Honig writes, "The cultural organization of foreignness as threat and/or supplement is not exhausted by the types of foreignness … To the foreigner as founder, immigrant, and citizen, one could add other categories – the foreigner as refugee, boundary crosser" (8). In this paper, I have read Mukherjee's Jasmine as a novel dealing directly with "the cultural organization of foreignness," tracing both the foreigner as founder in the character of Jane and the foreigner as asylum seeker in the character of Du. In the first case, Jane and her foreignness are seen as both regenerative and destructive to the town of Baden. In entering the community, Jane brings new life to Bud while also destroying Karin's. With Du, his claim to America as a refugee and his perceived survival skills poise him to become the supercitizen, although his character ultimately prefers to be the flexible immigrant. Focusing on Jane's relationship with Du, I have argued that Jane initially deconstructs Du's refugeeness in order to shape an immigrant identity that is completely 'assimilable'. For Jane, Du exemplifies the ultimate survivor who quickly adapts and who is no longer victimized.

 Jane thinks of foreignness in non-threatening and assimilable terms. In many ways, she sees Du as an immigrant who survives by adopting a new identity, by being detached from a history of victimization. However, only when Jane is made to recognize the power of ambiguity, does she acknowledge her inability to break with her past. In the end, the real similarity that Jane and Du share is the ability to be undecided about their host/savior community. They both choose to leave Baden and Bud in order to return to families that had supported each of them in the past, and are able to do so because each strategically uses his or her ambivalent position as victim and survivor to escape once more. In short, refugees have been understood and defined through large-scale displacement, intermediate care, flight, and resettlement.

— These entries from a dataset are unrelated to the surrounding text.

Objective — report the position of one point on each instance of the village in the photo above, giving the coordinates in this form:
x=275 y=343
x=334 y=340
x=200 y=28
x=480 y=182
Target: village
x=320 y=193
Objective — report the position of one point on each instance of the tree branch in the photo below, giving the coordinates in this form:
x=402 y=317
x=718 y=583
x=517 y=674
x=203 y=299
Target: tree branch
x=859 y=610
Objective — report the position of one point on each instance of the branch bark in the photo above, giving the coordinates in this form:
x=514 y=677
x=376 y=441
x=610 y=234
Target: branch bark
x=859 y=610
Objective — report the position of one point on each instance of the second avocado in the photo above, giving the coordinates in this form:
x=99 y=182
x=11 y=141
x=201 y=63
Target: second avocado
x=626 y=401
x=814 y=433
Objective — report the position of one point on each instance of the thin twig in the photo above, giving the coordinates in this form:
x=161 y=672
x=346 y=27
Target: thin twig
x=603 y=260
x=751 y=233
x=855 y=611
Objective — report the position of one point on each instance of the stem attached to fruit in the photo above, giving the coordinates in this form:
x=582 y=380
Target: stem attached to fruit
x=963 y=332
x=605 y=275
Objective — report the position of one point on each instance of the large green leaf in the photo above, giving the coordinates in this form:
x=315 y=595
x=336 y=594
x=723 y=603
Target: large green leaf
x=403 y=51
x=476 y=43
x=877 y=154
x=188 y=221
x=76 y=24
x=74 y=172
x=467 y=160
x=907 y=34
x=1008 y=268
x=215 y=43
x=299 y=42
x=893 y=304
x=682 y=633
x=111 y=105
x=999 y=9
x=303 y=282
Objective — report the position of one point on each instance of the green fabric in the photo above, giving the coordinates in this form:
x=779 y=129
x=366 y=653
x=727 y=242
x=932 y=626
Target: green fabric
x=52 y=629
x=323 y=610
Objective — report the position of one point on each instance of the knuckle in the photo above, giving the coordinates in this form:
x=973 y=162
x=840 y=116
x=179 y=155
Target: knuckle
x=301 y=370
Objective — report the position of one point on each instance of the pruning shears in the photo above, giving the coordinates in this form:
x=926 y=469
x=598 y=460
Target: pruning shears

However, thinking about refugees as characters rather than simply as tragic victims of circumstance, I have emphasized the possibilities of responding to the legal and humanitarian limitations placed on refugees. Throughout the paper, I argued that textual representation of refugee experiences can push against the dominant characterizations of forced displacement. That is rather than simply reflecting large scale displacement and silence, the static and dehumanizing structure of refugee detainment sites, the trauma of escape, and the easy assimilation of grateful refugees, Bharati Mukherjee's Jasmine speaks to the possibility and importance of collective narration and reclaiming camp experiences, the complicated responsibility of recounting refugee flight, and the undecided role of the refugee as a new American immigrant. In this paper I have illustrated how large scale displacement does not silence refugees and how silence and indifference can sometimes play an equal part in the retelling of the flight narrative; and how displaced persons can act as both grateful victims and self-empowered survivors.  Thus, I contend that it is within the textual representation that refugees can identify themselves against the refugee condition and can also explore and call attention to their undecidedness. Refugee narratives, then, are not simply about portraying the refugee condition, but about making the choices surrounding the portrayal visible and possible.



[1]  Jane is the name Jasmine has got once she visited Iowa, and it is the name that will be used throughout the paper.

 

[2] Although I will later show how her actions are misguided, for the moment, Jane is satisfied that she has created a new home where all who enter it can belong.